Saga of a Romantic Saga

A continuing saga of one writer's quest to reach an audience.

Friday, July 11, 2008

Stranger than fiction

Are dreams....

Although I've turned many of my dreams into stories, I don't remember ever dreaming about a character from one of my stories. Until now.

Afterward it was curious and weird, yet in dream time seemed as ordinary as water. As most dreams are.

In my book the evil woman had her life snuffed out by persons unknown.

In my dream, the hero (I didn't see him, but I know it was him) attended the funeral, then whipped out a white cell phone. This is a huge stretch, for the story takes place in the 1880s. Not only that, but the phone rings and -- you guessed it -- it was the dead woman calling from the other place.

I didn't hear what she said, and the dream went poof at that very moment.

I woke up laughing at the absurdity.


A small snip where hero Del checks for himself that evil woman Lonnie is dead:

~

Del went to the one place no one would suspect him of visiting, finding the back lane he was looking for and an unlocked window that slid open without a creak. The shadowy chamber he entered reeked of death, embalming fluid, and something even more unpleasantly familiar.
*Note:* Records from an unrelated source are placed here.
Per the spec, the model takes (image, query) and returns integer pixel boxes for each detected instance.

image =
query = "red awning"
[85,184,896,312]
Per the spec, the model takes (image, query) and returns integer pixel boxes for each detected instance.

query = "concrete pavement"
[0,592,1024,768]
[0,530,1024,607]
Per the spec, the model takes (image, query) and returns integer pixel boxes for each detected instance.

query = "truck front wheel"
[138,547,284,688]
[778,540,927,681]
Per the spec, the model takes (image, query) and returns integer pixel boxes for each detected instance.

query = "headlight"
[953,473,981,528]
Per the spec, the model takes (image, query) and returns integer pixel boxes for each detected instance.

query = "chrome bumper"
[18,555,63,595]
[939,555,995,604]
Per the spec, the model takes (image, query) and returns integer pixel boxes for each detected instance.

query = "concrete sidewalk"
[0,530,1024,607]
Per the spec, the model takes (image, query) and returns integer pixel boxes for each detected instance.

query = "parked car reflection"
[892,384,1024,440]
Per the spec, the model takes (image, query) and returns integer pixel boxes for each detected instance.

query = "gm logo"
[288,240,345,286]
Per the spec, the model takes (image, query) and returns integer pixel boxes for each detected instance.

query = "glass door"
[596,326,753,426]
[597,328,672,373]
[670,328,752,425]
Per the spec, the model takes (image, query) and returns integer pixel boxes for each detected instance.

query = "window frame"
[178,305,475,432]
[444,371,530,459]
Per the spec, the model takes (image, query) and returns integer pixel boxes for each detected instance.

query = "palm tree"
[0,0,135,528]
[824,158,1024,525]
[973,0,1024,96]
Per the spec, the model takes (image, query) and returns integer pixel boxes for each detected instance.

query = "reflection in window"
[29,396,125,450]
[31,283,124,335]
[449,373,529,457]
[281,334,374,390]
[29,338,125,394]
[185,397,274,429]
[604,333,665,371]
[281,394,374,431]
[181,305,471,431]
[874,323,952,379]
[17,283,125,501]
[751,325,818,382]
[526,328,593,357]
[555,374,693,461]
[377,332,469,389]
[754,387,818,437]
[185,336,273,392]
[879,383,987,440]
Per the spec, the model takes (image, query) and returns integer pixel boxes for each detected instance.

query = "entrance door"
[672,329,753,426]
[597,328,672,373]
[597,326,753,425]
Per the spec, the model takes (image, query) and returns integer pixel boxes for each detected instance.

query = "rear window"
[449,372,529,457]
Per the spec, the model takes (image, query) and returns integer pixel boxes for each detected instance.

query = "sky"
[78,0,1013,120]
He struck a match and lit one of the fat white candles the undertaker provided for bereaved family members of his customers. A closed casket sat on a raised platform banked by masses of paper-white lilies. When he pushed up the lid, Del knew at once why the aroma in the room was so familiar–it was her perfume, the scent of wilting jungle flowers that suited her so well.

As he gazed down at cinnamon ringlets arranged on a satin cushion, at claw-tipped fingers folded upon her white-sheathed breast, he was not as surprised that she was dead as he was curious who had done it. Who had rid the world of this amoral vicious creature? Who deserved a medal?

In that moment given to speculation, he didn't hear the padding footsteps behind him until it was too late.

"Come to pay your final respects, Injun Boy?"

Before Del could turn, the stock of a rifle slammed against the side of his head, propelling him toward the casket. The last thing he saw before he slid to the floor was Lonnie's plum-colored mouth, as lush in death as it had been in life.